これは社会のあり方というものを考えるにあたっての基本的なテーマと言えるが、まずはいくつかの事実関係の確認から始めてみたい。

しばらく前から、人々の(主観的)幸福度の国際比較や、それに基づくランキングがさまざまな形で公表されているが、概して北欧諸国がそうした比較において上位に位置していることはしばしば認知されてきた。たとえば、国連の関連組織である「持続可能な発展ソリューションネットワーク(SDSN)」が数年前から毎年公表している「世界幸福報告(World Happiness Report)の2023年版では、幸福度の国際比較においてフィンランド(1位)、デンマーク(2位)、アイスランド(3位)、スウェーデン(6位)、ノルウェー(7位)という具合に、北欧諸国が上位に名を連ねている(ちなみに日本は47位)。

社会における高い「平等」を実現してきた北欧諸国

一方、北欧諸国と言えば、その“高福祉・高負担”型の「福祉国家」政策において広く知られており、その帰結として、社会における高い「平等」を実現してきているのである。

この点に関して以下の図を見ていただきたい。これはジニ係数という、経済格差の度合いを表す基本指標を国際比較したもので、数字が大きいほど経済格差が大きく、数字が小さいほど経済格差が小さい(=平等度が高い)ことを示している。

これを見ると、ノルウェー、フィンランド、デンマーク、スウェーデンという北欧諸国が図の最も左に位置しており、すなわち平等度が最も高い国々であることがわかる。他の国々についても概観すると、大きな傾向として、それに次ぐのが(オーストリア、ドイツ、フランスといった)「大陸ヨーロッパ」諸国であり、それ以降、次第に経済格差が大きい国々として、カナダ、オーストラリアなどのアングロ・サクソン諸国そしてギリシャ、ポルトガル、イタリアなどの南欧諸国が位置し、その次に日本、イギリスと続き、最も格差が大きいのがアメリカとなっている。

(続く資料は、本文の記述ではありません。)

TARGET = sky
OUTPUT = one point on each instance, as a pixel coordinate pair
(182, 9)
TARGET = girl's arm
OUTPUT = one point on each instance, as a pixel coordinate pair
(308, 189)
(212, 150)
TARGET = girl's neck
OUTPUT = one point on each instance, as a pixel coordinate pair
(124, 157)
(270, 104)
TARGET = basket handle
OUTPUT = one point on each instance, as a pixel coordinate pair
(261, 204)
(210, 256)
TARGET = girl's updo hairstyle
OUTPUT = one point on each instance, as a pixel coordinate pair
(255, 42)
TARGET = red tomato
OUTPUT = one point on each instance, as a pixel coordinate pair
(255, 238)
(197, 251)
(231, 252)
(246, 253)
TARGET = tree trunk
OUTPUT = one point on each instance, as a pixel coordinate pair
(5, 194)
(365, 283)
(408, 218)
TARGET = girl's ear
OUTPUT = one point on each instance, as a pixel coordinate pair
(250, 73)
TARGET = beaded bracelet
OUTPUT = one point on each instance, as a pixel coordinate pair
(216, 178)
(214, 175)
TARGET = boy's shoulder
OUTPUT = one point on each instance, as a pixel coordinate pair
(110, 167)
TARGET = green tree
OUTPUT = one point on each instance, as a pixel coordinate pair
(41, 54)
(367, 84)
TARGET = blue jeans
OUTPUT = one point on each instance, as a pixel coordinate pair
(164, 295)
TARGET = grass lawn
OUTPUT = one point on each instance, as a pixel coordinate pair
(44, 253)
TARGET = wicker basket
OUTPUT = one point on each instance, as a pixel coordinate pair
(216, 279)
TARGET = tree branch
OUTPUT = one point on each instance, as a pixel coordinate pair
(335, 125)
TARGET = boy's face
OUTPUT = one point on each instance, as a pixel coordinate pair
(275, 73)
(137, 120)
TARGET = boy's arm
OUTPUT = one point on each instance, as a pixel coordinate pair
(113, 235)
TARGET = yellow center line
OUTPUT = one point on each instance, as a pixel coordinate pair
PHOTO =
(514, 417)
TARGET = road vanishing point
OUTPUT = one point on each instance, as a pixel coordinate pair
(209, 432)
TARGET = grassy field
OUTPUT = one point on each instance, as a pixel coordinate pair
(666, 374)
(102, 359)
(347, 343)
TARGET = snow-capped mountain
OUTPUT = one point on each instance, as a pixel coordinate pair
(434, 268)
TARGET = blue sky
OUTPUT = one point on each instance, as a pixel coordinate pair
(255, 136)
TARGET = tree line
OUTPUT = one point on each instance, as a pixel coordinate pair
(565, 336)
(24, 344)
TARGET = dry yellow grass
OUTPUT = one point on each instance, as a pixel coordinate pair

こうした“国の並び”は、私のような社会保障を専門領域の一つとしてきた人間にとっては馴染み深いもので、これらはその国の社会保障の充実度と大きく関連しているのである。実際、先進諸国の社会保障は、北欧のようなグループ(税を中心とする厚い社会保障)、大陸ヨーロッパのグループ(社会保険中心の社会保障)、南欧グループ(家族への依存が大)、イギリス・アメリカのようなグループ(小さな政府ないし市場志向)に類型化できる(こうした点については拙著『生命の政治学――福祉国家・エコロジー・生命倫理』参照)。